In 16th Century Ireland, people were expected to go to their mother church on Mothering Sunday. A special service was held and those taking part – pretty much everyone – were said to have “gone a-mothering.”
A Day for Families
In later times, as large numbers of people took jobs as servants to the wealthy, Mothering Sunday became a welcome relief from the daily grind. Domestic servants were given a day off to visit their mother church, usually with their own mothers and other family members. It was often one of the few days in a year when whole families could get together, since on other days they had conflicting working hours.
The children who worked in different residences to their mothers would walk to their mother’s mother church. They would pick wild flowers along the way to place in the church or give to their mothers. Eventually, the religious tradition evolved into the tradition of people giving gifts to their ACTUAL mothers.
By the 1920s, as servant life started to fade out, the custom of Mothering Sunday had lapsed somewhat in Ireland. However, it is often still called Mothering Sunday, and the date is kept firmly inside the Lent schedule, on the fourth Sunday in Lent. Concepts from the American version have blended with the original Irish version.
Easter Cake
In Ireland, Mothering Sunday is also called Simnel Sunday. And why? Because it was a tradition to bake a Simnel cakes to celebrate the reuniting of families during the austerity of Lent. Because there is traditionally a relaxation of Lenten vows on this particular Sunday, in celebration of the fellowship of family and church, the name Refreshment Sunday is sometimes used too. And of course, the only way to spend the day with an Irish mammy is with some kind of cake!
Sinmel cake was baked by young girls in domestic service, with ingredients provided by their employers. The girls would bring the cakes home and ‘mother’ their mothers on this day. The meaning of the word “simnel” is unclear: there is a 1226 reference to “bread made into a simnel” which is understood to mean the finest white bread, from the Latin simila (fine flour).

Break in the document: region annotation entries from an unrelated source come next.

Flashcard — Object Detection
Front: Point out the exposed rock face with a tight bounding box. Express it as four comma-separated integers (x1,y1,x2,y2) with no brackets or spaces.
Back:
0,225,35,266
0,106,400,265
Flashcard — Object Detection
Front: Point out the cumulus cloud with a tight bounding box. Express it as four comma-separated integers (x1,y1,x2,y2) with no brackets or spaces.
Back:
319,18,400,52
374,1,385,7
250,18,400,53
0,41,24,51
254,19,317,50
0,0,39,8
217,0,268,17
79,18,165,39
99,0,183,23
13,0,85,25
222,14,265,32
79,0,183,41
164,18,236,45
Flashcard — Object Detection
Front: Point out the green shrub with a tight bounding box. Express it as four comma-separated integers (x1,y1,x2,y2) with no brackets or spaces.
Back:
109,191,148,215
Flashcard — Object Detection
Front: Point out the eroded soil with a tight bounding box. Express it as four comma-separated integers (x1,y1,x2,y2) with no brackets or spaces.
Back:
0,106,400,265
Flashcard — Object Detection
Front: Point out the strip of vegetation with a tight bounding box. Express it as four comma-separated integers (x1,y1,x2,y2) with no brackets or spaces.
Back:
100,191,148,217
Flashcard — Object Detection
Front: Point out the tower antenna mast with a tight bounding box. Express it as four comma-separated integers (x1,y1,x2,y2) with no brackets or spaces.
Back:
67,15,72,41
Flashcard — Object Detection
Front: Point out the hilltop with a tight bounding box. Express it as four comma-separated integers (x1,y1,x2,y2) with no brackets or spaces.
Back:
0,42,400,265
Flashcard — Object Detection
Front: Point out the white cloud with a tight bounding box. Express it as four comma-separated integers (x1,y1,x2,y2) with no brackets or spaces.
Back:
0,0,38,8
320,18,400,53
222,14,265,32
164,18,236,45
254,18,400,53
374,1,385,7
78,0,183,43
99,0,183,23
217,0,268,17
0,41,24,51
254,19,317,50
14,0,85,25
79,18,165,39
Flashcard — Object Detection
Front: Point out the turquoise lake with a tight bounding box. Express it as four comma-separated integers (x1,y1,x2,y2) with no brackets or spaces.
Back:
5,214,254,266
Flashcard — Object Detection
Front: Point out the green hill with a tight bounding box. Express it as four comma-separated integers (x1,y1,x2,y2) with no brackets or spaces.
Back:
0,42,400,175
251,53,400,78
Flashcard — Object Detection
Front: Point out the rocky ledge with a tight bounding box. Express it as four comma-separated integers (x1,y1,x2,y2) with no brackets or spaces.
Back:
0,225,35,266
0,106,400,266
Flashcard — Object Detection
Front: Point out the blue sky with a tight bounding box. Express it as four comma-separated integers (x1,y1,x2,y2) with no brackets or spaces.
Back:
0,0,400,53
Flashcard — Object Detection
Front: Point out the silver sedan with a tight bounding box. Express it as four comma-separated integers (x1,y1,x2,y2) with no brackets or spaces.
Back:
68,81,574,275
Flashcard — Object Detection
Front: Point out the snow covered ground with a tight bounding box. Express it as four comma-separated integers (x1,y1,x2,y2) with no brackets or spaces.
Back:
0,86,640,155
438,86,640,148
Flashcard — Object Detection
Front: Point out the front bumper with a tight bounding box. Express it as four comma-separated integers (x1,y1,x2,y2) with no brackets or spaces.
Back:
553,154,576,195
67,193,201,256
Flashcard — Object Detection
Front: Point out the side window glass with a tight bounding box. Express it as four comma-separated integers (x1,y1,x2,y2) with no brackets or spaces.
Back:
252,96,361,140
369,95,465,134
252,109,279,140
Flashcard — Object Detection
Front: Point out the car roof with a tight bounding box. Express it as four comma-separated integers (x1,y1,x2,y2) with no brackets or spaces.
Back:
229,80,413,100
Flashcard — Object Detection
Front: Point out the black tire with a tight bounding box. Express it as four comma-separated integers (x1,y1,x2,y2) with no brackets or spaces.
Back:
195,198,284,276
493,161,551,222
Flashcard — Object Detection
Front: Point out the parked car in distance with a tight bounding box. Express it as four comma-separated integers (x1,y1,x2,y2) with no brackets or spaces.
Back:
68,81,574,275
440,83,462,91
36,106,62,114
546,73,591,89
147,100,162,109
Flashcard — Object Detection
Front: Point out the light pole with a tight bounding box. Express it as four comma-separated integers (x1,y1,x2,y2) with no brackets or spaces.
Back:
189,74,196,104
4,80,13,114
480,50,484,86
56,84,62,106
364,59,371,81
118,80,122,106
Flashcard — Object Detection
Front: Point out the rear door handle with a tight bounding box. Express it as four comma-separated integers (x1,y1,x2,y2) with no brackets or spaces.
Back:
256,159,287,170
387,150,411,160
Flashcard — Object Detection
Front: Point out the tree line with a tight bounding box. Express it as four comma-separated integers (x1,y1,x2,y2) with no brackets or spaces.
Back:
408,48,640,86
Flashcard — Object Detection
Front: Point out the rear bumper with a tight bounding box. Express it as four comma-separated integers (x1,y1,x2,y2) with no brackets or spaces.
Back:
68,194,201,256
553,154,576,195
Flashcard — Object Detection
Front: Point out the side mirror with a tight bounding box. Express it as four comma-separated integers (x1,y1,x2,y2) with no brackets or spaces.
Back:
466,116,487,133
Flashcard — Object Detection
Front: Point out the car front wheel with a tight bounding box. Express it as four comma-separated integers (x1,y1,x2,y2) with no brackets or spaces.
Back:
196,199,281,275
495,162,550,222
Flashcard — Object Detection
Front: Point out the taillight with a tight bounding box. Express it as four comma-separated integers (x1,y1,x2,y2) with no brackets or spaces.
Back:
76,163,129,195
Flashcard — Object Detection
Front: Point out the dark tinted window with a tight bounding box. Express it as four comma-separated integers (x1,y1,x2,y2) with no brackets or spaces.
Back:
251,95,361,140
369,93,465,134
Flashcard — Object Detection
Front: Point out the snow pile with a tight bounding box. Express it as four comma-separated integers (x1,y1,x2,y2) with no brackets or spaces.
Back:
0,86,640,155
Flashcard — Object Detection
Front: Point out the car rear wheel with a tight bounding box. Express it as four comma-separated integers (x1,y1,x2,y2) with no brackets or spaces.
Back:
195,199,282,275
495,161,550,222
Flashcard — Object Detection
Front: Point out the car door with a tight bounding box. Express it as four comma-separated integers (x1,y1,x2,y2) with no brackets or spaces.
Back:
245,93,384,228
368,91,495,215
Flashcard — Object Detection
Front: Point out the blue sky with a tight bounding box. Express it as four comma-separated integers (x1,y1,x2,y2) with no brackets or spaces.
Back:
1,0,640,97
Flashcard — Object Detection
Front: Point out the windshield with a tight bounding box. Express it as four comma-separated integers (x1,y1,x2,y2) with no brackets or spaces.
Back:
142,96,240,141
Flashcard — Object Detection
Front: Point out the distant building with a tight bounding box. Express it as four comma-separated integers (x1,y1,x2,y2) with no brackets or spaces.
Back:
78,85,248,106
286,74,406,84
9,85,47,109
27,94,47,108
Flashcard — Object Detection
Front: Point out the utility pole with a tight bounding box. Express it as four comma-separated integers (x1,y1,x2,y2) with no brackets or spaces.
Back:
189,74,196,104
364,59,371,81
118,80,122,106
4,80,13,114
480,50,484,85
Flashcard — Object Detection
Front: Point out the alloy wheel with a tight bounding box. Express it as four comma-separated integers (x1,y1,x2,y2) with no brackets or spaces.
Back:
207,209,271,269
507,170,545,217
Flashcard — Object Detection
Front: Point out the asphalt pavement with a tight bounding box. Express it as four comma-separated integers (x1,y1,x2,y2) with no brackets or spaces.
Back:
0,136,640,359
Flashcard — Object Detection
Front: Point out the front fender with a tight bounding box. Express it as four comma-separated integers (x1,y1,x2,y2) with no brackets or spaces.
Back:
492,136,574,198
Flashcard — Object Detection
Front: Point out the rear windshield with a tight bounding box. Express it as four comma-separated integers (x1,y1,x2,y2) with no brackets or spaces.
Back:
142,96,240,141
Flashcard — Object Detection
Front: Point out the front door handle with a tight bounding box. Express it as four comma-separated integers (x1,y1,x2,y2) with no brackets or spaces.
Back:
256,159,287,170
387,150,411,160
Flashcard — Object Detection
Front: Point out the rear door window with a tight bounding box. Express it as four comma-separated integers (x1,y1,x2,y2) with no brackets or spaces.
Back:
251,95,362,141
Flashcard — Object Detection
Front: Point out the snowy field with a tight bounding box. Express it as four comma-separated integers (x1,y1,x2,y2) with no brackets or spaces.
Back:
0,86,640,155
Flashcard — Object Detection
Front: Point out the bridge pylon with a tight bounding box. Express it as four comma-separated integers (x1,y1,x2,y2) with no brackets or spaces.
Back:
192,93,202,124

Simnel cake is a light fruit cake with two layers of almond paste or marzipan (one in the middle and one on top). Before being eaten, it is lightly toasted under a grill. The top of the cake is decorated with eleven marzipan balls and the idea is that they represent the twelve apostles minus Judas. This tradition developed late in the Victorian era. The cake is made from white flour, sugar, butter, eggs, fragrant spices, dried fruits, zest and candied peel. Different towns have their own recipes and shapes of the Simnel cake.
Happy Mother’s Day to Mammies everywhere – and especially to all the Irish mammies.